Idosos e funcionários foram retirados da instituição

Desde que se confirmou o primeiro caso de Covid-19 que a autarquia de Vila Real não mediu esforços para garantir o bem-estar de todos aqueles que se encontravam dentro do lar, sediado na zona histórica da cidade.

A primeira fase estava prevista para quinta-feira, com a retirada de “16 utentes”, um dia depois de se saber que eram já 20 os casos positivos.
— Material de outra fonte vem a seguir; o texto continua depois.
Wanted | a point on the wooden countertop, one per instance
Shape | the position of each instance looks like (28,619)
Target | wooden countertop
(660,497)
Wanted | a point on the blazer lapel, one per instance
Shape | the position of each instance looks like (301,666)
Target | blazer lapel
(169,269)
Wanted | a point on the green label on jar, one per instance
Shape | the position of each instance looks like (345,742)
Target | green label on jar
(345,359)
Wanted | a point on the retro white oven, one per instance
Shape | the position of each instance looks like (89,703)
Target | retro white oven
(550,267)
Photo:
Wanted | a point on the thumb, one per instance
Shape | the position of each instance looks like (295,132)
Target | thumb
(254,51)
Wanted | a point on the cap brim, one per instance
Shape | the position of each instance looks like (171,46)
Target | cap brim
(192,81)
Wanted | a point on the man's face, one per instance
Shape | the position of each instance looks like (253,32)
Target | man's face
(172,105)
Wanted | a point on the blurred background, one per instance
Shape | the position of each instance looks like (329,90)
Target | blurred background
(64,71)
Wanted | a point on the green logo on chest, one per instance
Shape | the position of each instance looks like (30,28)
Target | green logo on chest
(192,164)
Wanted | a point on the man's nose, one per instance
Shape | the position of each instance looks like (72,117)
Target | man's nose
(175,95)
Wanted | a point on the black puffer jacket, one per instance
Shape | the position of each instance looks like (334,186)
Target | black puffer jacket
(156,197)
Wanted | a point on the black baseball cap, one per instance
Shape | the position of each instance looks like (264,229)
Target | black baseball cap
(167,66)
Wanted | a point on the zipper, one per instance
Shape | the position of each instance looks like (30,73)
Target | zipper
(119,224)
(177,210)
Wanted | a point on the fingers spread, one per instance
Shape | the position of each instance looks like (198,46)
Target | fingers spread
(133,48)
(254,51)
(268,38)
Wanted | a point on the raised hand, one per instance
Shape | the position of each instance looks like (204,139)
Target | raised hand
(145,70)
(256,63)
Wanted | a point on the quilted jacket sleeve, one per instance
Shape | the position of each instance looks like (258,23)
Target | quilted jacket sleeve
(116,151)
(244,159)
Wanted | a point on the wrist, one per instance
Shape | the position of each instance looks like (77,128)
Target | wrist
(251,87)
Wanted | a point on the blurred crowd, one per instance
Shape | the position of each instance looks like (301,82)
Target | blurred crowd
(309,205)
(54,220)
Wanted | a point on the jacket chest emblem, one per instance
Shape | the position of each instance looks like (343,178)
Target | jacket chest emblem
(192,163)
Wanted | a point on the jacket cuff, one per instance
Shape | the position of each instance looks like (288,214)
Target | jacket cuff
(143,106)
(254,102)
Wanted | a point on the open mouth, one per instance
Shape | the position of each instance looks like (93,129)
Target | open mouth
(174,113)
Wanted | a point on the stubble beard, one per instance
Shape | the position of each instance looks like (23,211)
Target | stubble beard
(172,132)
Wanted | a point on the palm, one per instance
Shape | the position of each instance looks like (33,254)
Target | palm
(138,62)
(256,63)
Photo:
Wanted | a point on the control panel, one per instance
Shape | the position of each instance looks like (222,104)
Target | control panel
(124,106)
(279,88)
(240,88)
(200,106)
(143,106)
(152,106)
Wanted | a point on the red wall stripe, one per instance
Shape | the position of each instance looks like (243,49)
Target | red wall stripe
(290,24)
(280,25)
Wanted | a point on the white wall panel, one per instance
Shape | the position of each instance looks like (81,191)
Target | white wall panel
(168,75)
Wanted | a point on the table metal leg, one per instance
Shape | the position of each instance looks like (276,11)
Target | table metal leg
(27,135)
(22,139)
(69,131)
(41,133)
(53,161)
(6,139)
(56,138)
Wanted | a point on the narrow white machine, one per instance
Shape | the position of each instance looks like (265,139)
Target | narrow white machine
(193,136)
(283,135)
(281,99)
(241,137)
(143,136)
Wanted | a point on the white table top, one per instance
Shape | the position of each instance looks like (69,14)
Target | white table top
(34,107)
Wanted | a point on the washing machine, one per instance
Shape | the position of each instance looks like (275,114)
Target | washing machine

A operação acabou por ser interrompida, quando uma equipa do Centro Hospitalar de Trás-os-Montes e Alto Douro (CHTMAD) assumiu os cuidados a prestar aos idosos do lar de Vila Real.

No dia seguinte, sexta-feira, Rui Santos, presidente da Câmara de Vila Real, anunciou que “dos 99 testes realizados até ao momento, 88 deram positivo”, entre os quais “68 utentes e 20 funcionários”. Entretanto, os 35 funcionários que estavam em casa desde que se soube do primeiro caso, foram chamados à instituição para realizarem testes de despiste. Os resultados ainda não são conhecidos.

Nesse mesmo dia, decorreu a retirada dos 53 utentes que ainda se encontravam no lar e que foram transferidos para o Hospital Trofa Saúde, em Vila Real. A operação, que teve início às 20h30 de sexta-feira, terminou às 5h00 de sábado.

Foram ainda transferidos 11 utentes para o hospital militar do Porto, quatro para o CHTMAD e quatro, com resultado negativo, para Vila Nova de Gaia.

Há, contudo, a lamentar uma vítima mortal. Uma das utentes do lar, com 71 anos, acabou por ser transferida do Hospital Trofa Saúde para o CHTMAD, após complicações no seu estado de saúde. Quanto aos restantes utentes e funcionários, e de acordo com aquilo que conseguimos apurar junto da autarquia, “não há informação de que tenha havido alteração no seu estado de saúde”.

No final da operação, o município agradeceu “a todos os que contribuíram para o desfecho desta situação”, nomeadamente Bombeiros, Exército, Proteção Civil, Cruz Vermelha, PSP, enfermeiras voluntárias e trabalhadores da autarquia, dirigindo também uma palavra para as trabalhadoras do lar, a quem foi proposto, na quinta-feira, que regressassem a casa, mas que, voluntariamente, optaram por permanecer, até ao fim, junto dos utentes.